ダイキン工業は2日、ベルギーの化学メーカー大手ソルベイ(Solvay)から欧州の冷媒事業を買収すると発表した。欧州の冷媒事業に本格参入し、自動車向けフッ素材料事業を拡大する。2018年にはグローバルの冷媒事業で300億円以上の売上高を目指す。


ソルベイは1863年の創業で、樹脂やゴム、電池、医薬品などの製造・販売を手掛ける。欧州の冷媒事業は主に自動車向けで、独フランクフルトに生産拠点を置き、従業員数は約80人、2013年の売上高は5300万ユーロ(約70億4000万円)に上る。

ダイキンは、仏リヨン市のダイキンケミカルフランスのほか、日本と中国の拠点からさまざまなフッ素材料を供給。とりわけ欧州の自動車メーカー向けには、燃料透過規制に対応した材料やターボチャージャー用材料など、先進的なフッ素材料を提供してきた。
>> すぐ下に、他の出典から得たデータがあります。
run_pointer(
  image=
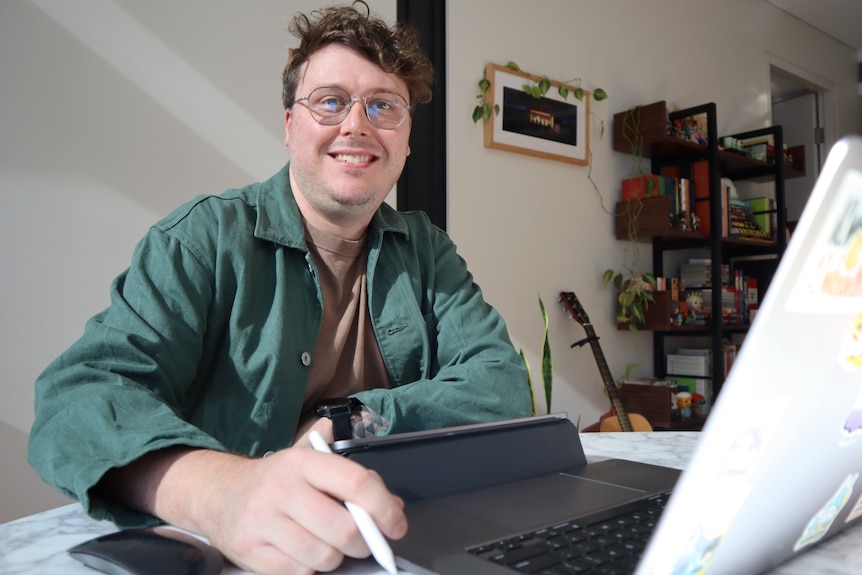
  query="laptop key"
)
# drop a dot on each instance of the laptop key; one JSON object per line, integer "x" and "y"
{"x": 536, "y": 564}
{"x": 513, "y": 556}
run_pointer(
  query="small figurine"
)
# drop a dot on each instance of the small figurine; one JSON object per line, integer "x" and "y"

今回の買収により、欧州の自動車メーカーとの関係をより強化し、顧客ニーズに応じた商品開発を加速することで、自動車向けのフッ素材料の拡販も実現する考え。

同社はまた、冷媒ガスの回収・再生、自動車向け冷媒の生産についても、15年度中に取り組みを具体化する方針だ。

欧州では、温室効果のあるフロンガスを規制する「Fガス規制」により環境影響度の低い冷媒への転換が求められている。ダイキンは、空調機器と冷媒を合わせ持つ唯一のメーカーとしての責任を果たすと同時に、温暖化係数(GWP)が低く環境負荷が少ない冷媒の普及によって、地球温暖化の抑制に貢献するとしている。